Ferocious assault on Syria’s Homs kills civilians

DAMASCUS : Air raids on Homs killed a woman and two children on Sunday, monitors said, as Syrian government forces pressed a ferocious assault on rebel-held parts of the city dubbed the “capital of the revolution”.
As the violence raged, the six-member Gulf Cooperation Council and the European Union meeting in Bahrain called for a political solution to Syria’s conflict, while regional powerhouse Saudi Arabia urged the EU to arm the opposition.
Homs, the third largest city in Syria, was one of the first to join the uprising against President Bashar al-Assad’s regime more than two years ago.
The Syrian Observatory for Human Rights said that in addition to the three civilians, at least 24 regime force members had been killed in the latest fighting in Homs.
On the second day of a major assault on the central city, “Syrian warplanes carried out air strikes on the Old City... destroying a house and causing three deaths,” said the Observatory.
“Regime forces also carried out heavy shelling of the districts of Khaldiyeh and the Old City, and the sound of explosions could be heard.”
Observatory director Rami Abdel Rahman said the woman and two children were killed in the strikes on the Old City, and that dozens of people had been injured.
“The army is continuing its attempt to enter Khaldiyeh, but it hasn’t succeeded so far,” he said.
Speaking to AFP over the Internet, an opposition activist in Homs said government forces had not entered Khaldiyeh on Sunday but were still bombarding the district.
“Hundreds of soldiers are involved in the offensive. I think it will last for a week or two because the regime is determined to enter at any price,” said the activist who only identified himself as Yazan.
The Observatory said troops were also targeting the rebel bastions of Bab Hud, Hamidiyeh and Bustan al-Diwan, calling the bombardments “unprecedented”.
British Foreign Secretary William Hague called on Syria’s regime to cease its “brutal” assault.
“It is clear that Assad is not interested in peace for Syria but rather is prepared to kill tens of thousands of innocent people and deprive millions more of humanitarian aid rather than work for a resolution of this conflict which has already killed too many,” said Hague.
“I call upon the Assad regime to cease its brutal assault on Homs and to allow full humanitarian access to the country.
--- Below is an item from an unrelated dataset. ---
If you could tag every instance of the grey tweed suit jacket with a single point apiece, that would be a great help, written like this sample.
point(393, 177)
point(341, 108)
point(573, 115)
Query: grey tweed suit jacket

The violence must end and those responsible must be held to account.”
In Manama, EU foreign police chief Catherine Ashton and the foreign ministers of Bahrain, Kuwait, Qatar, Oman, the United Arab Emirates and Saudi Arabia pledged to pool their efforts to help bring peace to Syria.
They underscored “the utmost urgency of finding a political settlement of the Syrian conflict” and vowed to “spare no efforts” to help convene a conference on Syria, which the US and Russia have been striving to hold in Geneva.
There was no mention of an oft-repeated demand by Gulf Arab powerbrokers Saudi Arabia and Qatar to arm the opposition.
But Saudi Foreign Minister Prince Saud al-Faisal insisted the EU should do so “immediately” while urging the international community to take steps “to ban the supply of weapons” to Damascus from its allies Iran and Russia.
On the ground, the army “made qualitative new advances in the city of Homs amid fierce clashes with armed militias in Khaldiyeh and Bab Hud,” said pro-government daily Al-Watan.
The opposition National Coalition appealed late on Saturday for “battalions of the Free Syrian Army to come to the aid of Homs with all means possible”.
It also called on backers of the uprising to establish a no-fly zone and launch air strikes against regime military bases.
Elsewhere, the Observatory said at least six people were killed when rebels in Aleppo province shot down a helicopter.
The official SANA news agency gave a higher toll of seven education ministry employees plus the crew, and said the helicopter had been “targeted by terrorists”.
Damascus uses the term “terrorists” for mainly Sunni Muslim rebels who are fighting to oust the Assad regime dominated by the Alawite sect of Shiite Islam.
More than 100,000 are estimated to have been killed in the conflict, which flared when Assad loyalists launched a bloody crackdown on pro-reform protests in March 2011.